New Marketing Initiative Set To Propel The SIDF Forward

Another move to propel the St. Kitts-Nevis Sugar Industry Diversification Foundation (SIDF) forward is the introduction of the International Marketing Agent Initiative, says Les Khan, CEO of the Citizenship by Investment Unit (CIU), while appearing on the government’s radio-television programme “Working for You” on November 30.

Mr. Khan explained that the initiative is another proactive effort to stay in line with the competition in the Citizenship by Investment (CBI) programme that will also help in identifying market opportunities in terms of who sells the product, where they sell it, and to whom.

“This is information we didn’t have before,” he said. “So, with a combination of the new website that will give us all of this data, together with international marketing agents and the approach that we are taking, is one that is not just about competition.

The CEO said that the CBI programme is not trying to “price up on the competition,” but that it is trying to put a process in place that allows the management of the international marketing agents, but at the same time give them an opportunity to be paid to bring applications into the programme.

Some international marketers, who promote programmes, include Henley and Partners, Apex, CS Global and Arton Capital.

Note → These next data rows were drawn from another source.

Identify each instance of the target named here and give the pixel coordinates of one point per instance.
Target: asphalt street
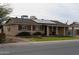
(69, 47)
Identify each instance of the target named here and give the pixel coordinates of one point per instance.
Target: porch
(44, 29)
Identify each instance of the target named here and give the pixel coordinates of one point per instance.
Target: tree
(4, 11)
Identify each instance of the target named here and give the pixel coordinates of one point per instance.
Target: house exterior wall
(11, 30)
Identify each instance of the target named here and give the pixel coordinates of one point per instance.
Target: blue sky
(51, 11)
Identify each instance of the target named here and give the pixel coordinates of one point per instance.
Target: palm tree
(4, 11)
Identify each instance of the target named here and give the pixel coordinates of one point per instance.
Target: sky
(64, 12)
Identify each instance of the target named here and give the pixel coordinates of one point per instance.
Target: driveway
(67, 47)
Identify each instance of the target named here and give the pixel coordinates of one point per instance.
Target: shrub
(2, 37)
(24, 34)
(37, 33)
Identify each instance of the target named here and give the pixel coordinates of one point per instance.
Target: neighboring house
(16, 25)
(74, 29)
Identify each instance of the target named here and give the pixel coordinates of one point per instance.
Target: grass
(52, 38)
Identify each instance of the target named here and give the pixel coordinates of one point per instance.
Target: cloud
(63, 11)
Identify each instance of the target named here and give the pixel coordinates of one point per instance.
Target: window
(34, 27)
(41, 27)
(9, 28)
(20, 27)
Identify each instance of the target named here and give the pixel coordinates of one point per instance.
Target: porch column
(64, 31)
(47, 30)
(31, 29)
(56, 30)
(73, 31)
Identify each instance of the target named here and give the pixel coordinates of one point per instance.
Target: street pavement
(67, 47)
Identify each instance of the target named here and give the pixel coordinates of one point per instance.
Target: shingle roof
(44, 21)
(38, 21)
(75, 24)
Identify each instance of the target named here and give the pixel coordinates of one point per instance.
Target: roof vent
(24, 17)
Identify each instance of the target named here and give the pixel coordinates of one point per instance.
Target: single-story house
(74, 29)
(17, 25)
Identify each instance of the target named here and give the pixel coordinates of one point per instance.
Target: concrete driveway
(67, 47)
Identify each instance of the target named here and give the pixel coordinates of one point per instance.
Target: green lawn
(53, 38)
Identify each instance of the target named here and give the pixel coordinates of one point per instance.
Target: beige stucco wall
(13, 30)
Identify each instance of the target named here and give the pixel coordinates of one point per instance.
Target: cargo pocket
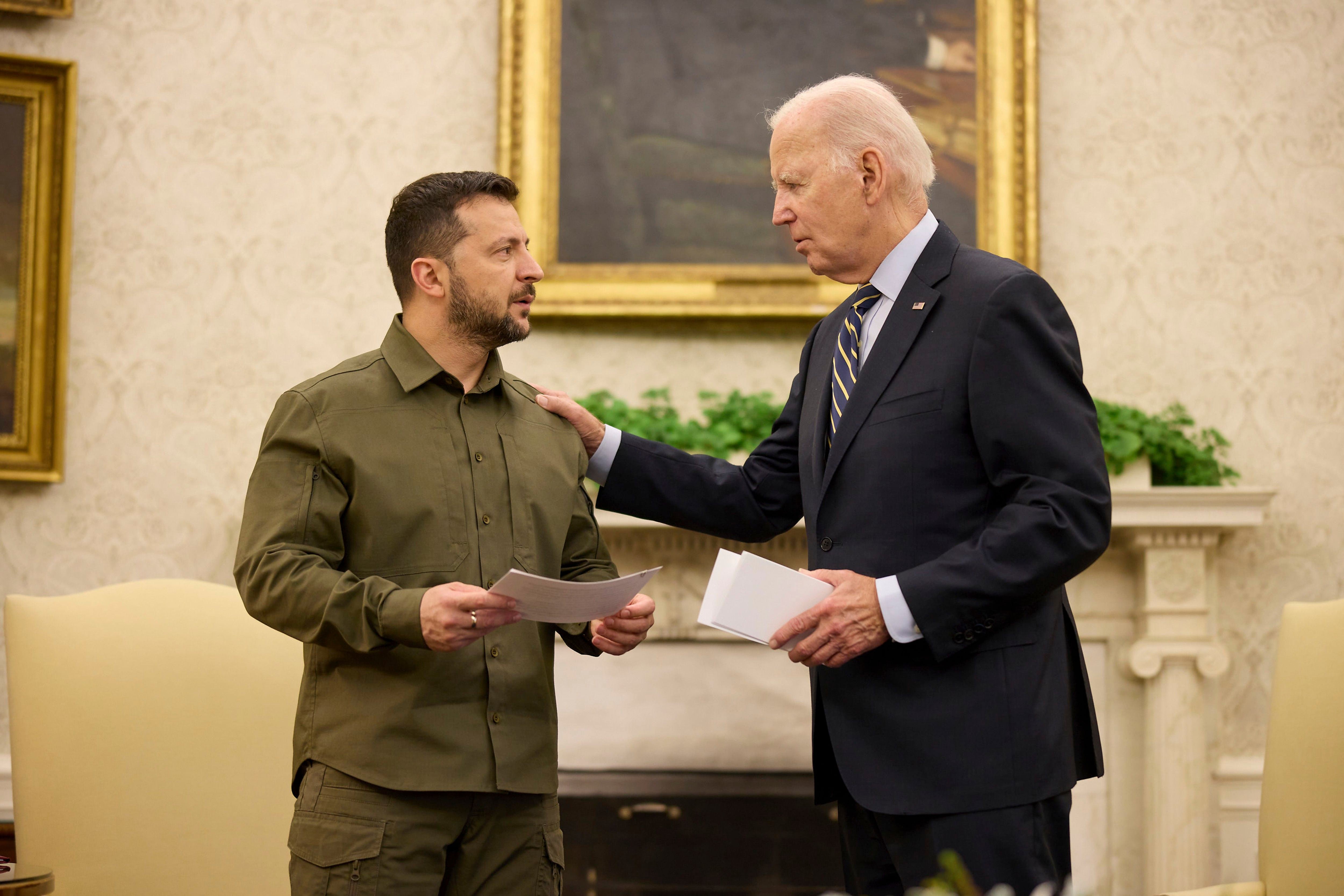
(552, 878)
(334, 855)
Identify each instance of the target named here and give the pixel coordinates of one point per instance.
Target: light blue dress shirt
(890, 279)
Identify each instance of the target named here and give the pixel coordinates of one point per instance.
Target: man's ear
(431, 277)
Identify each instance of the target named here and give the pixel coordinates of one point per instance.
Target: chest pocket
(408, 510)
(542, 485)
(902, 406)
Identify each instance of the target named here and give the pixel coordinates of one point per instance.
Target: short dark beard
(471, 316)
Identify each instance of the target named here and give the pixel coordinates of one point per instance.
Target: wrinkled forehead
(796, 148)
(491, 218)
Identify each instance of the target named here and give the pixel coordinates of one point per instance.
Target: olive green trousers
(353, 839)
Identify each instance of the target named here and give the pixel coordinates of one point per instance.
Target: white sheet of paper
(544, 600)
(752, 597)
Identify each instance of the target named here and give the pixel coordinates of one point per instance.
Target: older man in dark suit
(944, 452)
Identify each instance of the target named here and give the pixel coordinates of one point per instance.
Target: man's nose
(530, 272)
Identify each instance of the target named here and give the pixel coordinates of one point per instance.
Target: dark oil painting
(664, 147)
(11, 221)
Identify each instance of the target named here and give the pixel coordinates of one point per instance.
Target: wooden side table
(26, 880)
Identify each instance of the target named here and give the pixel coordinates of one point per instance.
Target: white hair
(862, 113)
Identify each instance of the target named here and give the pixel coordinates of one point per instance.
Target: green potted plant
(1142, 451)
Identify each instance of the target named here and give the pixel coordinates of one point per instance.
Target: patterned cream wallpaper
(236, 160)
(1193, 219)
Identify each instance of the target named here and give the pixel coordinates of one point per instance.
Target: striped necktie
(845, 363)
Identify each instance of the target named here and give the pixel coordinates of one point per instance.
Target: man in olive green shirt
(389, 496)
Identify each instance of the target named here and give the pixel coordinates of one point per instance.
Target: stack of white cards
(752, 597)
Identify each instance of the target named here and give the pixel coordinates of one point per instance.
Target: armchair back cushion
(1302, 828)
(151, 735)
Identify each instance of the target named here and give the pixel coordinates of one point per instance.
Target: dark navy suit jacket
(970, 465)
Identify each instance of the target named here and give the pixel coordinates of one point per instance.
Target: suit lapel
(912, 308)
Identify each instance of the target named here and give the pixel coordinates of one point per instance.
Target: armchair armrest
(1256, 888)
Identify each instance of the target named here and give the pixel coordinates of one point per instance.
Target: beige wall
(236, 162)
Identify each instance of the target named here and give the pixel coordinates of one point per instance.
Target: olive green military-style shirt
(380, 480)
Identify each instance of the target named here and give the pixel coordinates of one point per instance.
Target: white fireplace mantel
(728, 706)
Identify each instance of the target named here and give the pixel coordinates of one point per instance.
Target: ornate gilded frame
(34, 451)
(529, 151)
(58, 9)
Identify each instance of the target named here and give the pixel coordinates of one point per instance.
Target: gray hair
(862, 113)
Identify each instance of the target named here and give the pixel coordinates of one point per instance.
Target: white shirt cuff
(896, 612)
(600, 465)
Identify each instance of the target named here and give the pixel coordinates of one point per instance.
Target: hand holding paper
(846, 625)
(752, 597)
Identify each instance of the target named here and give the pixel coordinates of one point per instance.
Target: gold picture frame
(34, 262)
(529, 151)
(57, 9)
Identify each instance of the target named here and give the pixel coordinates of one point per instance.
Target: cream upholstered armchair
(1302, 828)
(151, 737)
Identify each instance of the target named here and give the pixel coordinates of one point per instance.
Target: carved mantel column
(1175, 653)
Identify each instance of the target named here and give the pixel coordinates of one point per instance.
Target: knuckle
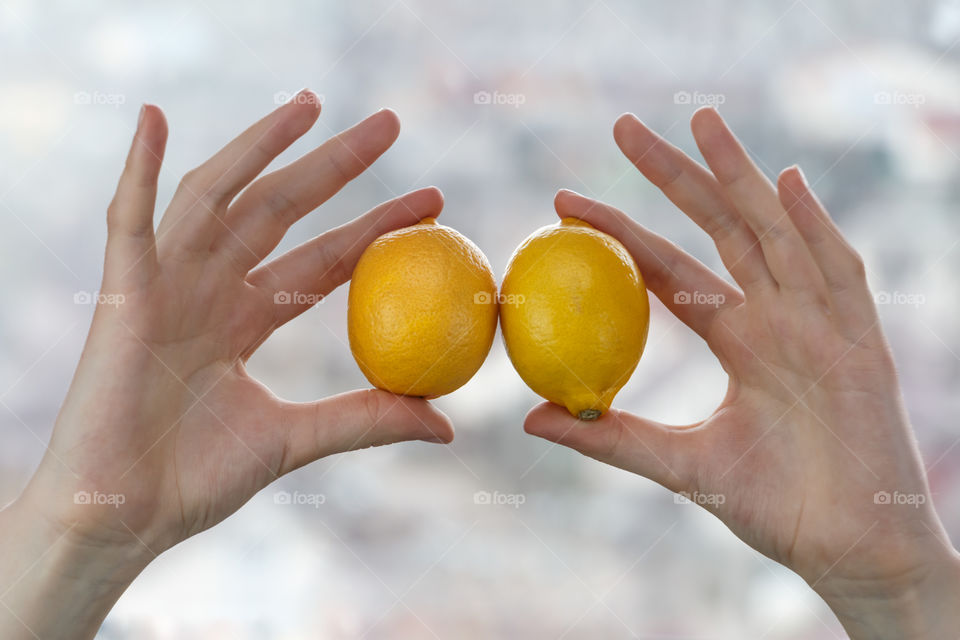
(192, 181)
(370, 406)
(279, 204)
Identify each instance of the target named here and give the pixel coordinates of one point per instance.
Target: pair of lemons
(423, 309)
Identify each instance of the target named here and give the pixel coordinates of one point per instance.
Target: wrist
(919, 604)
(43, 562)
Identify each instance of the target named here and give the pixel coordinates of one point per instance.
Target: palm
(812, 424)
(174, 424)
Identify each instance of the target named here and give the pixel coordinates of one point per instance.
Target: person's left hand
(162, 427)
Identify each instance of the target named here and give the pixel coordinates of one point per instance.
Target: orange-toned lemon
(574, 314)
(422, 310)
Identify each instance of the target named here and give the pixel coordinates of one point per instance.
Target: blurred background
(502, 102)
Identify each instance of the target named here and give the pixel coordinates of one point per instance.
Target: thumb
(644, 447)
(356, 420)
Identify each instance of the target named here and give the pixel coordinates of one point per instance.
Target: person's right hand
(813, 425)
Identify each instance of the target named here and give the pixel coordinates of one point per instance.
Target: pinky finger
(131, 245)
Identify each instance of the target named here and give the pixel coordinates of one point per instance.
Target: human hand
(813, 424)
(161, 410)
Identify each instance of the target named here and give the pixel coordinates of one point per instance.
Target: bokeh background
(863, 94)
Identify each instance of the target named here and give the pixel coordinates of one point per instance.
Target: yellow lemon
(422, 310)
(574, 314)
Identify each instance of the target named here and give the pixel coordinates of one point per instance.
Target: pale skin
(162, 411)
(813, 423)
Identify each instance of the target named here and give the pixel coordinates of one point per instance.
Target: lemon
(422, 310)
(574, 314)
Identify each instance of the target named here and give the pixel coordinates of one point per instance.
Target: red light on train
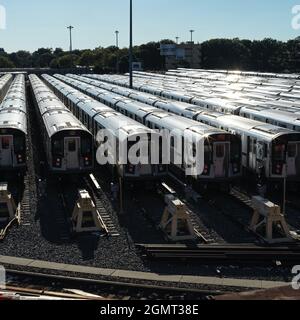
(221, 137)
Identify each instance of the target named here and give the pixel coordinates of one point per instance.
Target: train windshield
(292, 150)
(5, 143)
(19, 145)
(207, 153)
(279, 152)
(220, 151)
(235, 151)
(58, 147)
(86, 146)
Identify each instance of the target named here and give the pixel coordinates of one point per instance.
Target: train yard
(238, 219)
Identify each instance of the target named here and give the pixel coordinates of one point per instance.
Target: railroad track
(68, 287)
(231, 254)
(99, 198)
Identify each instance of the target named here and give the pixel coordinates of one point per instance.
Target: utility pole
(117, 38)
(130, 50)
(192, 48)
(192, 31)
(71, 46)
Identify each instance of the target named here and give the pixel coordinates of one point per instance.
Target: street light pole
(117, 38)
(71, 46)
(130, 50)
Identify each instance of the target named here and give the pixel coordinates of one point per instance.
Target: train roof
(173, 122)
(57, 121)
(248, 126)
(273, 114)
(107, 117)
(13, 119)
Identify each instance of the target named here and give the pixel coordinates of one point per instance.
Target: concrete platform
(40, 266)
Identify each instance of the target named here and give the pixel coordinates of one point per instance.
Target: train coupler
(266, 217)
(9, 213)
(86, 217)
(176, 222)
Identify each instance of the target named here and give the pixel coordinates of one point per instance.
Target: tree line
(266, 55)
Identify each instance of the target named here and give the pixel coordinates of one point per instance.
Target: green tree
(6, 62)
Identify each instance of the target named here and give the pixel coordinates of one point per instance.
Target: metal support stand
(85, 216)
(121, 196)
(7, 205)
(268, 215)
(176, 222)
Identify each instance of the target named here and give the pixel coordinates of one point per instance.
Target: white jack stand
(8, 208)
(176, 222)
(268, 215)
(85, 215)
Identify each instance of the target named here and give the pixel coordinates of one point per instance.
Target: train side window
(172, 142)
(58, 147)
(220, 151)
(5, 143)
(292, 150)
(72, 146)
(266, 150)
(19, 144)
(86, 147)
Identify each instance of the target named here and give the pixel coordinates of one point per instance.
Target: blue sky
(32, 24)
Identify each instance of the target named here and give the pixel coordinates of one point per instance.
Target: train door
(292, 158)
(6, 147)
(72, 151)
(252, 154)
(221, 156)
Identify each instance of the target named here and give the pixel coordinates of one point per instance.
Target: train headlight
(130, 168)
(57, 163)
(206, 170)
(236, 168)
(20, 158)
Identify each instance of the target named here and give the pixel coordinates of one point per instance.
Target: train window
(72, 146)
(19, 145)
(292, 150)
(279, 152)
(5, 143)
(58, 148)
(235, 151)
(207, 154)
(220, 151)
(86, 147)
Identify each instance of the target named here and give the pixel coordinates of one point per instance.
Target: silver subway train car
(222, 150)
(97, 116)
(13, 127)
(67, 142)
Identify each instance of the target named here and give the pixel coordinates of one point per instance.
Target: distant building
(182, 55)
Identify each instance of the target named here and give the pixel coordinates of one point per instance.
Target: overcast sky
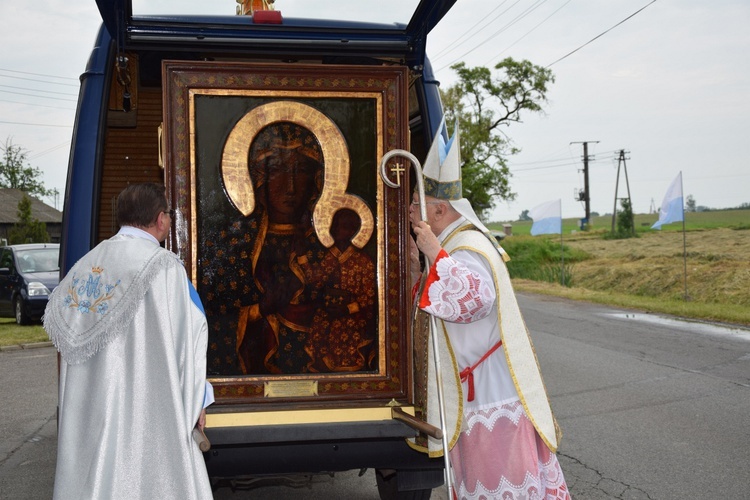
(670, 86)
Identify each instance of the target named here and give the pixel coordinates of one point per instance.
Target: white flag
(672, 207)
(547, 218)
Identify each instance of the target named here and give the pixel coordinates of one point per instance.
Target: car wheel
(21, 317)
(388, 488)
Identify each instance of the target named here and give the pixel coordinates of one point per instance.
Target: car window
(6, 260)
(38, 261)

“All of the service providers and developers have agents overseas who are marketing their product. We just don’t know who they are,” said Mr. Khan.

Mr. Khan said that with the creation of the international marketing agent initiative, the service providers and developers will be asked to register and they will appear on the CIU website. Due diligence will also be done to know who is marketing the product. This will result in more control and will help to identify in what region the CBI programme is being marketed.

“So, if we notice a movement in applications to one region, we could say what and who is our marketing agent, why is it happening, are they really promoting our interest or are they promoting their interest,” explained Mr. Khan.

He added that because selling citizenship garners much cash flow, the controls are necessary to decipher whether or not the marketer is running a scam.

“We know that sometimes out there, to use China as an example, you have 4 or 5 thousand agents and you hear stories about people selling citizenship, not St. Kitts and Nevis, from a taxi. You need to know who these people are and what they are actually selling and if it’s a scam,” said Mr. Khan.

“It’s not just about the competition, it’s about the process, it’s about being able to control, who is taking our product and selling it,” Mr. Khan said.